Far from viewing his policies as “oppressive” and “tyrannical,” as the liberal press depicted them, the people championed him as the “savior of Ecuador” and loved him as a saint. The peasants said of him: “He spared us neither punishments nor corrections, but he was a true Saint. He gave us big wages and great rewards. He would recite the Rosary with us, teach the Catechism, explain the New Testament, make us go to Mass and prepare us all for Confession and Holy Communion. Peace and plenty reigned in our farms because the mere presence of this excellent Caballero banished all evil” (p. 118).
Garcia Moreno’s mission: Foreseen by Our Lady of Good Success
One of the reasons I became interested in learning more about Gabriel Garcia Moreno was because Our Lady of Good Success spoke of him some 250 years before his presidency. As most of my readers know, Our Lady appeared to a Spanish Conceptionist sister in the 1600s and warned her of a crisis of world proportion that would afflict the Holy Catholic Church in the 20th century. She told her that heresies would abound, the light of Faith would be nearly extinguished, impurity would inundate the world and Church “like a filthy sea,” and the corruption of morals and customs would be almost complete. (2)
In an apparition of January 16, 1599, she spoke about Ecuador, which she predicted would become a Republic and need the sacrifice of heroic souls to sustain it in face of many public and private calamities. Then she referred to Garcia Moreno:
“In the 19th century, there will be a truly Catholic president, a man of character whom God Our Lord will give the palm of martyrdom on the square adjoining this Convent. He will consecrate the Republic to the Sacred Heart of my Most Holy Son and this consecration will sustain the Catholic Religion in the years that will follow, which will be ill-fated ones for the Church. These years – during which the evil sect of Masonry will take control of the civil government – will see a cruel persecution of all religious communities.” (3)
The governments of Generals Juan Flores (1839-45) and José Urbina (1851-2), Freemasons and cruel persecutors of the Catholic Church, sought to close the convents and monasteries and secularize all the State institutions. The “truly Catholic president” who consecrated the nation to the Sacred Heart in 1873 was Gabriel Garcia Moreno. His life and death stand as powerful evidence of the authenticity and veracity of the messages of Our Lady of Good Success. To predict with this kind of precision the place of death of the martyr-president is something only God can do. The realization of that prediction is obviously an important factor of credibility for the prophecies.

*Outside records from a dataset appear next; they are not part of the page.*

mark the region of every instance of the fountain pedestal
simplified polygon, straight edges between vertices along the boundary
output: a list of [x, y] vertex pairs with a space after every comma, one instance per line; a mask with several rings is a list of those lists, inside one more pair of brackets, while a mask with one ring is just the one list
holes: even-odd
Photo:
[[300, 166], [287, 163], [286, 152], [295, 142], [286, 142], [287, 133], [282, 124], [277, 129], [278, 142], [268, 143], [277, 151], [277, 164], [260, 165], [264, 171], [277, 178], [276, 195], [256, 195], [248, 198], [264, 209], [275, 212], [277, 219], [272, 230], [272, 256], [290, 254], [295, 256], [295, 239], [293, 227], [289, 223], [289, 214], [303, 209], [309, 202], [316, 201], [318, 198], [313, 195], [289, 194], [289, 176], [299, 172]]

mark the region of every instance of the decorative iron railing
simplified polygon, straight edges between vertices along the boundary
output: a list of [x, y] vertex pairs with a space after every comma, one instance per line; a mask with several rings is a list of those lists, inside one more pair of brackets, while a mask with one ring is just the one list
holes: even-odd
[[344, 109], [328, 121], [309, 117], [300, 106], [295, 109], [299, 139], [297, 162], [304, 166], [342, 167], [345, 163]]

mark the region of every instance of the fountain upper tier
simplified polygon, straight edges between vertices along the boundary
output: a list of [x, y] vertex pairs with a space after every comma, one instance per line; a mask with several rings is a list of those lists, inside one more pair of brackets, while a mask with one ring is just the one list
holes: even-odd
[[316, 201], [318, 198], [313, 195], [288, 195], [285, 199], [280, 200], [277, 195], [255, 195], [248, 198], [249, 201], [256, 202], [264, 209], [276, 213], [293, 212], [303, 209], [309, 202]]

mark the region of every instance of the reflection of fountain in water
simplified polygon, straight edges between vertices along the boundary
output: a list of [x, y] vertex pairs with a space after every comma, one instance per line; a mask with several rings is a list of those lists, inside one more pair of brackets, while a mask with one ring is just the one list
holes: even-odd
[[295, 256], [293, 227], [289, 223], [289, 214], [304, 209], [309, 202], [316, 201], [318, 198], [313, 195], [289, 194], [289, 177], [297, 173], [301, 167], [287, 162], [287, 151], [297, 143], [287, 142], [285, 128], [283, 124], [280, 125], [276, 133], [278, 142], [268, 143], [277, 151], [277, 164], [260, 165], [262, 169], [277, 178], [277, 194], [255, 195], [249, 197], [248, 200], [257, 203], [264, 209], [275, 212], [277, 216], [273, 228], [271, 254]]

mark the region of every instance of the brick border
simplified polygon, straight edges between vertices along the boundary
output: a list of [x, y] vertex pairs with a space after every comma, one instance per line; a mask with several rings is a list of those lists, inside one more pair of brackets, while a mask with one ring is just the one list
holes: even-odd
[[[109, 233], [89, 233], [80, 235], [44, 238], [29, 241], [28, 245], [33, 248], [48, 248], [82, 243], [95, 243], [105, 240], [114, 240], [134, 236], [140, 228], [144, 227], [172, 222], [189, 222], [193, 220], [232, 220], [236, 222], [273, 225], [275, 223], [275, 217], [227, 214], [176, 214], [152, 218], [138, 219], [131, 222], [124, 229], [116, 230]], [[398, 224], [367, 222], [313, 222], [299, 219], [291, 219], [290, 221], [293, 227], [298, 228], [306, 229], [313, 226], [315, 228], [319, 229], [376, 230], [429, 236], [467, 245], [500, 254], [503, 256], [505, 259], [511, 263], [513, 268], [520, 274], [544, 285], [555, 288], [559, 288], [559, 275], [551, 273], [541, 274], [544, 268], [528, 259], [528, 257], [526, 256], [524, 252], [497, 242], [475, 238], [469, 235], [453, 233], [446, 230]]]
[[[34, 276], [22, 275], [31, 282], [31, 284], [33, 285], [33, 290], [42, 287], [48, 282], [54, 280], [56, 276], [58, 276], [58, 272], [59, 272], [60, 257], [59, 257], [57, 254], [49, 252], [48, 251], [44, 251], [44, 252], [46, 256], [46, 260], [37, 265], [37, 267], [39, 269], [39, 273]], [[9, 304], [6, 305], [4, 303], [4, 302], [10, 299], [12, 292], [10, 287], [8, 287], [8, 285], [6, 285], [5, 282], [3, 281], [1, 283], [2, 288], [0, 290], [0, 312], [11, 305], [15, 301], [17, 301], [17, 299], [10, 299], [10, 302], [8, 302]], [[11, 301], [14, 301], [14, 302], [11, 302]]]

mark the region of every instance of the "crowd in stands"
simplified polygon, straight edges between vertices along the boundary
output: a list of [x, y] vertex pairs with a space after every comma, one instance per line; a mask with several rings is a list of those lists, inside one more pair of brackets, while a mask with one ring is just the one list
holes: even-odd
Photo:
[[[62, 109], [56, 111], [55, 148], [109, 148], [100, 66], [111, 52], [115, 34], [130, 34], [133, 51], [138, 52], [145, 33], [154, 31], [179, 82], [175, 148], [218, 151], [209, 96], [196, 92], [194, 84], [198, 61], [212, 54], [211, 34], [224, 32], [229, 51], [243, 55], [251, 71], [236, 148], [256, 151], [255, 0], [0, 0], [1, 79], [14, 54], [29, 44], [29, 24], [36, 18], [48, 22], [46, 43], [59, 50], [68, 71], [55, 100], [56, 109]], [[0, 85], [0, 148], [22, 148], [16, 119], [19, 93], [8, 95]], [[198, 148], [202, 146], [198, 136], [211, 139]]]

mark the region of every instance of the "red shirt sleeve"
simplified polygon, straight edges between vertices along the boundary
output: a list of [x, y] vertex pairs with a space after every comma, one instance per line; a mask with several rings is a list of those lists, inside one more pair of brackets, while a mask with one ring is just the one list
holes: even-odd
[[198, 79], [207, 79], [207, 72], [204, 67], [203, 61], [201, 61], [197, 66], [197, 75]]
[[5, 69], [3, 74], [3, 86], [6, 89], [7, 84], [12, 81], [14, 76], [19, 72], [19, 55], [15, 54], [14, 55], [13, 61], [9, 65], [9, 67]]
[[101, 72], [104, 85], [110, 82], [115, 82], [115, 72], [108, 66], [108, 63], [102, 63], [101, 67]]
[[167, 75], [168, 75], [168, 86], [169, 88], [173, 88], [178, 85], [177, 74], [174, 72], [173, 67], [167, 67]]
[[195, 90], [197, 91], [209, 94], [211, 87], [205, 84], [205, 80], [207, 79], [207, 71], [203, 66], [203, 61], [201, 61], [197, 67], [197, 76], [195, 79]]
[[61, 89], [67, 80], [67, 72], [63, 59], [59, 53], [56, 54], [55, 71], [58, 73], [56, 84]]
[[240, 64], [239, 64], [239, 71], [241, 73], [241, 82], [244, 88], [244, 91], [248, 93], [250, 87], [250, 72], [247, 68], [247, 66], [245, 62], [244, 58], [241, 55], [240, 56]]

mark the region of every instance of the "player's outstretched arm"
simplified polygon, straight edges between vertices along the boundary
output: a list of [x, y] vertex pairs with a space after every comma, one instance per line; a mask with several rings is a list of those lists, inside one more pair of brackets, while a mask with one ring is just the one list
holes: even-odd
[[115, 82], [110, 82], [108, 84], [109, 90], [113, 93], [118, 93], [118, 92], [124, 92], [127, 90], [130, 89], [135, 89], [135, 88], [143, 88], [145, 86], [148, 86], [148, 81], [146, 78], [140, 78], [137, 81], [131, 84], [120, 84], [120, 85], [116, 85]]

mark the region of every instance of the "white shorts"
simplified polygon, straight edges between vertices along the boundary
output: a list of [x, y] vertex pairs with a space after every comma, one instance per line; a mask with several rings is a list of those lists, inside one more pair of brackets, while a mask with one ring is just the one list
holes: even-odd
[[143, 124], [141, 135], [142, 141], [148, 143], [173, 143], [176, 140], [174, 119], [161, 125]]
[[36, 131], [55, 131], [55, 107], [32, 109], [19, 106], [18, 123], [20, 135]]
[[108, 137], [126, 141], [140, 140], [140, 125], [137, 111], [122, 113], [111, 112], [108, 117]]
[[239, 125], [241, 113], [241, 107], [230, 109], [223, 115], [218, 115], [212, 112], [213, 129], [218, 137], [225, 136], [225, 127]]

The life of Garcia Moreno, like the revelations of Our Lady of Good Success were relatively unknown outside of Ecuador for centuries. Now, his name comes to relevance with hers.
I believe Garcia Moreno has an important role in our times. Our Lady of Good Success warned about today’s crisis in Church and chastisement. But she also promised, through her intercession, a restoration of the Church and Christendom. Garcia Moreno is a model for all Catholic statesmen – present as well as those to come in a future restored Christendom.
On an order from the Freemasons, Garcia Morena was attacked and killed outside the Governor's Palace
He also provides a model for laymen of our days, inviting them to a life of action in the temporal sphere. Against the odds of success, Garcia Moreno disciplined himself, studied, and prepared himself to govern and act in temporal sphere. “I work 16 hours a day and if there were 48 hours in a day I would work for 40 without flinching,” he wrote to one of his friends during his exile in Paris in 1853, studying history, geology, and chemistry (p. 20). He did not know if Providence would give him the opportunity to apply that knowledge, but he acted with confidence despite the almost insurmountable obstacles he knew he would face.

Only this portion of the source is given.